P.s. I believe it is the Theme Review Team that make the guidelines and not Automattic.

    If you create a shortcodes plugin that only works with your themes then the way I see it the shortcodes are still locked within the theme as you cannot switch themes without losing the shortcodes.

    Exactly. If you lock shortcodes into a theme in your plugin, what are you really accomplishing? Nothing. You’re just rearranging the initial problem which doesn’t help :).

    Also, as far as the theme review team is concerned, there’s one at Automattic and there’s one for free themes at WordPress.org. My bad for not clarifying this in the post. Thanks for the reminder, Ulrich :).

This is all very interesting. I understand the concept of form vs function, but there are plenty of caveats that defeat its mere purpose: to render a device-based presentation with features, functions and looks great (“The Theme”). For example, assume WordPress is a base model of a new car. Now, 99% of people who purchase new cars wish to add some sort of new features: a new stereo; custom seats; custom paint job; new tires; custom rims; mobile phone holsters; etc. the list goes on :-) For most of these features, the car should work perfectly with no problem whatsoever. However, if I buy a new roof-rack, should my rods be global and work with every darn roof-rack mount, bolt, cage on the Market? Should my designer-stitched seat covers fit EVERY seat manufactured or produced? This is why I feel SHORTCODES are ENTITLED to be theme-specific – some features accompany manufacturing of The Theme. Sure, swap out the tires – WP will still work. But if a User decides to switch themes, that’s their prerogative. If I buy a 2″ trailer hitch should it globally fit all trailer hitches? Should the manufacturer (Theme Developer) care about supporting other themes? WordPress (the car) still works! This is more about User Intent and long-term objectives! Hehe, my 2-cents. Would love to hear more thoughts!

    I think you make some compelling point especially around the idea of setting, say, global functionality versus, say, theme-specific functionality.

    As far as the car analogy is concerned, I don’t think it’s weak, but I think that it also only goes so far. By that, I mean you can also draw analogies that don’t work. For example, an analogy to the car stereo and putting in an after market stereo is similar to taking comment functionality and replacing it with another comment plugin (Jetpack, Disqus, etc.).

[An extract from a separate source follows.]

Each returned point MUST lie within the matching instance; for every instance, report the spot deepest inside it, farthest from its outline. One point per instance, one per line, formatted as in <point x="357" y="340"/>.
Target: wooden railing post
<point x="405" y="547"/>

    Those plugins still transcend themes, but stereos don’t always do that – there are housings for stereos that may work in cars, but not in trucks, you know?

    Anyway, I digress.

    As far as your point is concerned:

    This is why I feel SHORTCODES are ENTITLED to be theme-specific – some features accompany manufacturing of The Theme.

    In an environment where things are as open as they are in WordPress where functionality can be blurred within presentation, then anything is fair game. I don’t know if I agree that the word “entitled” is correct, but it’s certainly allowed.

    Though it is the user’s prerogative to swap themes, it’s also fair to say that many people don’t know where to draw the line between where WordPress ends, a theme begins, a theme ends, a plugin begins, and where a plugin ends.

    To that end, I think that we have some degree of responsibility whereas we either educate the users (which no one reads the manual for everything), or we try to make it as easy as possible for them to understand what’s going on.

    Though, for some, themes are final and will be continued to be iterated upon for the coming years, others treat them like clothes and change them relatively frequently. When that happens, you have a lot of data that’s potentially begin mangled because shortcodes are being lost, stripped out, replaced, etc.

    In that case, I’d argue that you need some type of parent base theme, a generic plugin (but that’s a whole other discussion), or some type of huge warning that displaying on theme purchase and activation that warns the user what shortcodes it supports and then, on deactivation, lists the posts and pages that will be affected.

    Because, whatever the case may be for the users, I think we need to try hard to prevent them from hurting their data. In whatever means that requires of us, we should do it.